"Andrew Maizels" <and...@one.net.au> wrote in message news:3AFBA6E0.6ABBCD93@one.net.au... ... > OK, next question: why does Python start indexes at zero? Your example > would work perfectly well if the range returned [1, 2, 3, 4] and the > list was indexed starting with 1. Basically, range(4) has to produce a > list of four items, we just differ on what those items should be.
If indexes started at 1, then maybe so should ranges.
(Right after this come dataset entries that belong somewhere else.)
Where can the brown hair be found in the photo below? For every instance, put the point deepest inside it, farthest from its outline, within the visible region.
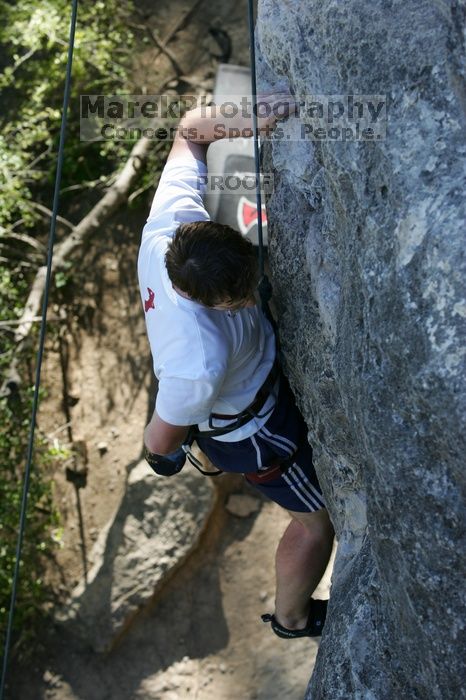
(212, 263)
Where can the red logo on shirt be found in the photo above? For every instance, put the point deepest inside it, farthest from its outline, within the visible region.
(149, 303)
(247, 215)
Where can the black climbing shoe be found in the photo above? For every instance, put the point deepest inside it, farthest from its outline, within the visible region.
(314, 625)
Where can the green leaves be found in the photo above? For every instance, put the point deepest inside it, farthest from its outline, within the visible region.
(34, 35)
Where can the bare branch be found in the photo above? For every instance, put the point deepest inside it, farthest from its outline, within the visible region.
(45, 210)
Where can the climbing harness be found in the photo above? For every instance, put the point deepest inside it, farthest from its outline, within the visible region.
(40, 352)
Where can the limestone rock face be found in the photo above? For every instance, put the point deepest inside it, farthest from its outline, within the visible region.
(367, 251)
(156, 526)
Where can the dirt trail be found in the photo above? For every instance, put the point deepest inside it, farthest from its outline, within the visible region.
(204, 638)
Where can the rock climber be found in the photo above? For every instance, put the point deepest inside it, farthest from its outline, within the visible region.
(215, 358)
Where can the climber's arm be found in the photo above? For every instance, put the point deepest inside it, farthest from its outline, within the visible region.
(163, 438)
(203, 125)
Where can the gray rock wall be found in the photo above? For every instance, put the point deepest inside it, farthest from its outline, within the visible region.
(367, 251)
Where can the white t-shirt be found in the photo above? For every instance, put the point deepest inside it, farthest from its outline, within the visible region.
(206, 360)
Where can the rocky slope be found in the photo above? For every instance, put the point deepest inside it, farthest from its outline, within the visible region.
(367, 253)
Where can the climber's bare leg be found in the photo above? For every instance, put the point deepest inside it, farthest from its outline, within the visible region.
(301, 559)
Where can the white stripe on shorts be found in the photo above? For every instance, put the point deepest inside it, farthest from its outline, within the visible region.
(309, 484)
(284, 439)
(301, 497)
(296, 473)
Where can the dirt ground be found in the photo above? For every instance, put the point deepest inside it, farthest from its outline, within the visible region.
(203, 639)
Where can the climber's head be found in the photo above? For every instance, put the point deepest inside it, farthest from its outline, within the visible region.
(213, 264)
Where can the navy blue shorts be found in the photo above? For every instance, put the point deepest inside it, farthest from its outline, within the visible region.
(283, 438)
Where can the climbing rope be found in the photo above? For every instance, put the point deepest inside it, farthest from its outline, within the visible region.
(265, 288)
(40, 352)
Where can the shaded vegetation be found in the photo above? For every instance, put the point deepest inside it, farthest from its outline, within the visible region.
(34, 39)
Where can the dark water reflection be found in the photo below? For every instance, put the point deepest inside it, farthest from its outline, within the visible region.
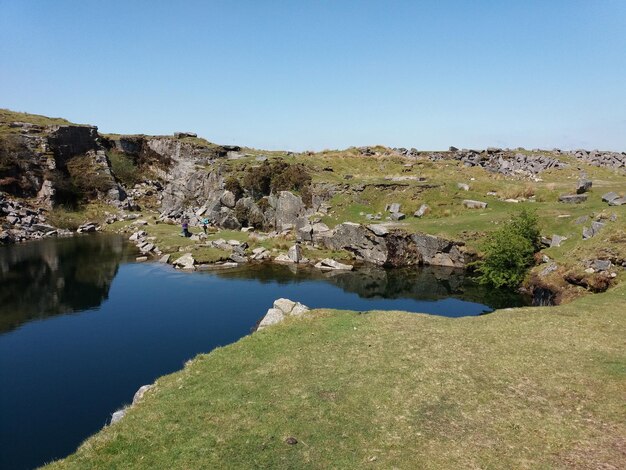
(61, 376)
(49, 277)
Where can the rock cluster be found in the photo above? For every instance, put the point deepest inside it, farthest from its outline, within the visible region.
(22, 222)
(282, 309)
(501, 161)
(613, 160)
(378, 245)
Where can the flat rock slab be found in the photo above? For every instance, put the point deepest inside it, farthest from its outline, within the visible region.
(573, 198)
(471, 204)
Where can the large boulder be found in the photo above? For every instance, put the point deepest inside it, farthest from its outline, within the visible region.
(288, 208)
(397, 247)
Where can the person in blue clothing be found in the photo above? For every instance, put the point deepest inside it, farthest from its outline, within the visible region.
(186, 227)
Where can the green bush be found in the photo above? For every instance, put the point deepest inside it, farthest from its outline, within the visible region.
(509, 252)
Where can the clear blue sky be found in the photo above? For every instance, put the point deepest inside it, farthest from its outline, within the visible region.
(325, 74)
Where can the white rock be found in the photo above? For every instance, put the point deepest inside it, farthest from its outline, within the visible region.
(285, 305)
(272, 317)
(186, 261)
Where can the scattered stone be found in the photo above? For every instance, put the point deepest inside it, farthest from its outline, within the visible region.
(573, 198)
(393, 208)
(471, 204)
(185, 262)
(584, 185)
(422, 211)
(608, 197)
(89, 227)
(295, 254)
(117, 416)
(280, 310)
(556, 240)
(140, 393)
(602, 264)
(330, 264)
(378, 229)
(548, 269)
(237, 258)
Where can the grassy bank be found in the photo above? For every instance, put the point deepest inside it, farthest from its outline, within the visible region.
(519, 388)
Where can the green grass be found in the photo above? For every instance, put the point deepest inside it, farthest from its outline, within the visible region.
(519, 388)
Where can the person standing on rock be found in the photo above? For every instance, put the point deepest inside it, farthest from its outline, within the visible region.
(186, 227)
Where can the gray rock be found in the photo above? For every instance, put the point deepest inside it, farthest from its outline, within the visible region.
(228, 199)
(140, 393)
(548, 269)
(557, 239)
(378, 229)
(328, 264)
(295, 253)
(238, 258)
(272, 317)
(393, 208)
(608, 197)
(289, 208)
(422, 211)
(284, 305)
(618, 202)
(602, 264)
(118, 415)
(573, 198)
(471, 204)
(185, 262)
(583, 186)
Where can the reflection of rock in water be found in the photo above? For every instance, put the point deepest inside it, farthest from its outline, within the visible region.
(50, 277)
(368, 281)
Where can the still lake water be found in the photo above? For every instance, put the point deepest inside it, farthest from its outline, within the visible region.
(82, 327)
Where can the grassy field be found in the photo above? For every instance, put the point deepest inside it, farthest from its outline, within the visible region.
(519, 388)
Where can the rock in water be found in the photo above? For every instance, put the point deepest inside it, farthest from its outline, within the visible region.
(330, 264)
(185, 262)
(295, 253)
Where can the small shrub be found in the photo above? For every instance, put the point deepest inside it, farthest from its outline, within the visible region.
(509, 252)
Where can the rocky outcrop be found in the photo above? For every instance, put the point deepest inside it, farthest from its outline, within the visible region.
(614, 160)
(395, 248)
(282, 309)
(501, 161)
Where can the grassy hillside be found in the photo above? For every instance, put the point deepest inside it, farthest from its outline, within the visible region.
(519, 388)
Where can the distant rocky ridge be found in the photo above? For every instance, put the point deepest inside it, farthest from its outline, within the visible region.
(38, 163)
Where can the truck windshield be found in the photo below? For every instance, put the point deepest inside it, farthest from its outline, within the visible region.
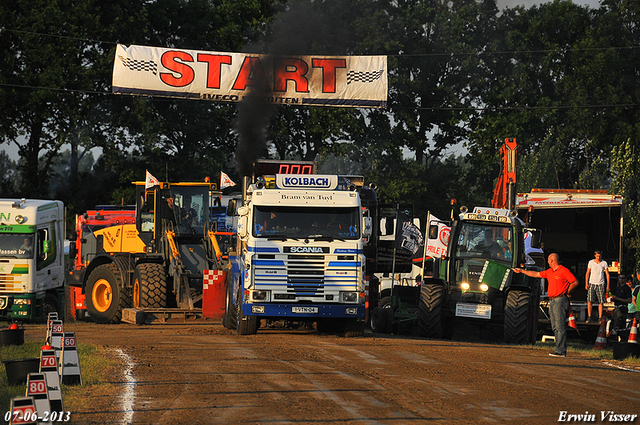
(16, 245)
(306, 222)
(485, 241)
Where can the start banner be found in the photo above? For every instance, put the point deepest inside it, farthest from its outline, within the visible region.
(351, 81)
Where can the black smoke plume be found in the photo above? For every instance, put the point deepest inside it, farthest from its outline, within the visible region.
(301, 29)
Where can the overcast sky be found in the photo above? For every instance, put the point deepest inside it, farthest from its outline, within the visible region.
(13, 151)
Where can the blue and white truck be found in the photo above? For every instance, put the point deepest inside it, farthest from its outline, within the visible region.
(31, 258)
(299, 255)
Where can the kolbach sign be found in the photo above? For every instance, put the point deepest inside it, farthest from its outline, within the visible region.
(352, 81)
However, having read the followups to this message, I think there are still advantages of simplicity and regularity in having arrays (even if one calls them lists:-) indexed from 0. My master thesis, lo that many years ago, included a large program in Fortran IV (1-based index only) and had to do a lot of +1/-1 twiddling because of that. I didn't understand why at the time (having not yet met Koenig's book "C traps & pitfalls", which introduced me to the many advantages of half-open ranges -- array indexing being a case of that), but now I think I do.
Suppose my 1-dimensional array/list needs at some point to be 'seen' as composed of several adjacent subarrays, each of length N -- just for example. OK, what's M, the index in the array of element I of subarray K?
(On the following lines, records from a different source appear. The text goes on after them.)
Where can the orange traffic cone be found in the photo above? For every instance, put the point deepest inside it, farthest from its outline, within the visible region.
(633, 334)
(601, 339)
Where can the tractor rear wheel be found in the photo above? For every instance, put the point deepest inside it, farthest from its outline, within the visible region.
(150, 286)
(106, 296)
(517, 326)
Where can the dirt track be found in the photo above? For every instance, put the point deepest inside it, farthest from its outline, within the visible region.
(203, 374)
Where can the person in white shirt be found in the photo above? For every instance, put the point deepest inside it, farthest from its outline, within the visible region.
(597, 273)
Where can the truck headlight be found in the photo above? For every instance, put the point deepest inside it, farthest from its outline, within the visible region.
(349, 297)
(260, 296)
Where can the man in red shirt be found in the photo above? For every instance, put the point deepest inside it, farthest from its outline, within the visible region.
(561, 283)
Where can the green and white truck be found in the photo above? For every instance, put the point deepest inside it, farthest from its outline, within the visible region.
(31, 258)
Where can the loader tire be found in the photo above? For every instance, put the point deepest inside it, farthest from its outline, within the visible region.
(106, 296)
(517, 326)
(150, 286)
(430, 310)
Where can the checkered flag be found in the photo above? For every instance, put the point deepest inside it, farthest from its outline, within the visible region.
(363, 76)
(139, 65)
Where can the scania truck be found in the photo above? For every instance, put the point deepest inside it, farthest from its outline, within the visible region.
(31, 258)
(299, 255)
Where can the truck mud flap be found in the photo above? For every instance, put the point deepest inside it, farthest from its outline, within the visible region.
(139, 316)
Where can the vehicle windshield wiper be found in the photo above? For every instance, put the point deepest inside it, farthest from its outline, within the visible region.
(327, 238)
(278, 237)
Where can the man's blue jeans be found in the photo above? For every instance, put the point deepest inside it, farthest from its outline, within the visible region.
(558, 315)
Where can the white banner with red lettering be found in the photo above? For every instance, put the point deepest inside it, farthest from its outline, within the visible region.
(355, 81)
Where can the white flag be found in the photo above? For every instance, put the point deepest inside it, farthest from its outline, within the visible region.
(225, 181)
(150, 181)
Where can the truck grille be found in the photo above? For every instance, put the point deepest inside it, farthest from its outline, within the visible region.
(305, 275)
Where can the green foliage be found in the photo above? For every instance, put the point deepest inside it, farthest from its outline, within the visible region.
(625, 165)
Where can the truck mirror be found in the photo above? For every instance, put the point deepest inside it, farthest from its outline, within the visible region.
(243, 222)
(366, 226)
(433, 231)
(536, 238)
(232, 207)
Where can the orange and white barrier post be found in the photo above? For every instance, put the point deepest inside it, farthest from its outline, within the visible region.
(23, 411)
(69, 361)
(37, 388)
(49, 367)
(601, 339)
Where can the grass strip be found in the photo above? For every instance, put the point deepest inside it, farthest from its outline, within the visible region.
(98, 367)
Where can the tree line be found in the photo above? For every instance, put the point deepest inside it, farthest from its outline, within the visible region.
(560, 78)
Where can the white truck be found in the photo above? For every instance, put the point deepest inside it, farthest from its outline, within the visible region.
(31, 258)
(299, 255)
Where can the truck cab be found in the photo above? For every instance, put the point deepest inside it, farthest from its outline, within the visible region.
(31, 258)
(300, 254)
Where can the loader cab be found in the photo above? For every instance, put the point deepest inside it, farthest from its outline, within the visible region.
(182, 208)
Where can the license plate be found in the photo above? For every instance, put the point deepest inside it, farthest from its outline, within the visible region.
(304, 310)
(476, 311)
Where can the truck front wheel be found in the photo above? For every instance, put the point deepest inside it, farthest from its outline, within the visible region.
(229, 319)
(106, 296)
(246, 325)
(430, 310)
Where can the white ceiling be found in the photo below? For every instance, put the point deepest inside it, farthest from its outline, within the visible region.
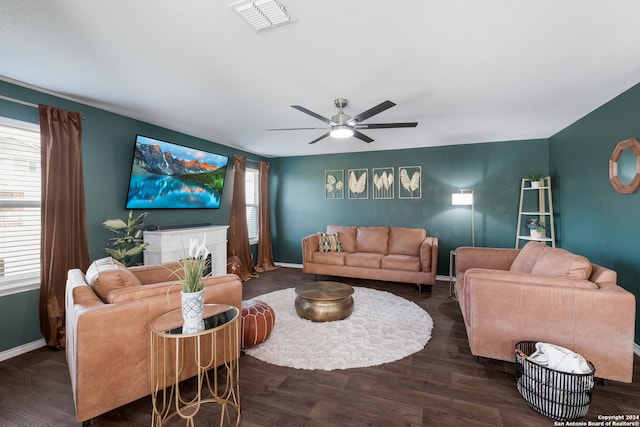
(467, 71)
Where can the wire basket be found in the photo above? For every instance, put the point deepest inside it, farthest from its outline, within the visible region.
(562, 396)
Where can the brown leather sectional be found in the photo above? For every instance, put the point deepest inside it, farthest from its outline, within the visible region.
(395, 254)
(545, 294)
(109, 312)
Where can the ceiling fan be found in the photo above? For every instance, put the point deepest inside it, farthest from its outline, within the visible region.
(343, 125)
If everything starts from 0: M = I+K*N nice and simple. If everything starts from 1: M = 1 + (I-1) + (K-1)*N = I + (K-1)*N darn -- an unavoidable '-1'... 1-based indexing just isn't as arithmetically nice as 0-based when you start having to compute your indices.
And the reverse, too -- given M and N, K, I = divmod(M,N) with 0-based indexing throughout -- nice, isn't it...? What about *one*-based indexing throughout...? Hmmm, looks like we'll have to do the -1 dance on M first, then the +1 one on both of the subresults...: K, I = divmod(M-1, N) K += 1 I += 1 Doesn't it start to look as if indices WANT to be zero-based, and coercing them to 1-based is simply a pretty artificial choice requiring many +1's and -1's strewn around...?
OK, what about the "main diagonal" of the intrinsic 2D array embedded in my 1D one -- first element of first subarray, second element of second subarray, etc. Can I get the indices of that easily and naturally? What's the index M in the big array of the I-th element of this main diagonal? Well, when 0-based indexing is being used throughout, M=I*(N+1) seems right. When 1-based...: M = 1 + (I-1)*(N+1) Again we have to do a -1 on I to move it from 1-based to 0-based for the computation, and +1 on the result to move the natural 0-based one to 1-based. Just take care to NOT do more or fewer -1's and +1's than needed or a bug may emerge...:-).
OK, forget subarrays. Say we just have two very long arrays A and B. We need to consider them starting from indices IA and IB, and obtain a result by summing corresponding elements -- the first element in our result array is A[IA]+B[IB], and so on. Simple, right?
OK, so, what's the I-th element of our result? C[I] = A[IA+I] + B[IB+I] when all indices are 0-based. If 1-based, though: C[I] = A[IA+I-1] + B[IB+I-1] darn -- once again the -1 emerges! Once again we have to just about "translate" arithmetically-funny 1-based indices to the "natural" 0-based ones, and so the -1 (or +1, depending).
You will no doubt find some counterexamples too, but in general I think you'll notice that anytime two indices need to be added, or other kinds of arithmetic on indices are required, 0-based indices tend to behave better, 1-based ones need some 'translation' (-1, +1) far more often than the reverse case.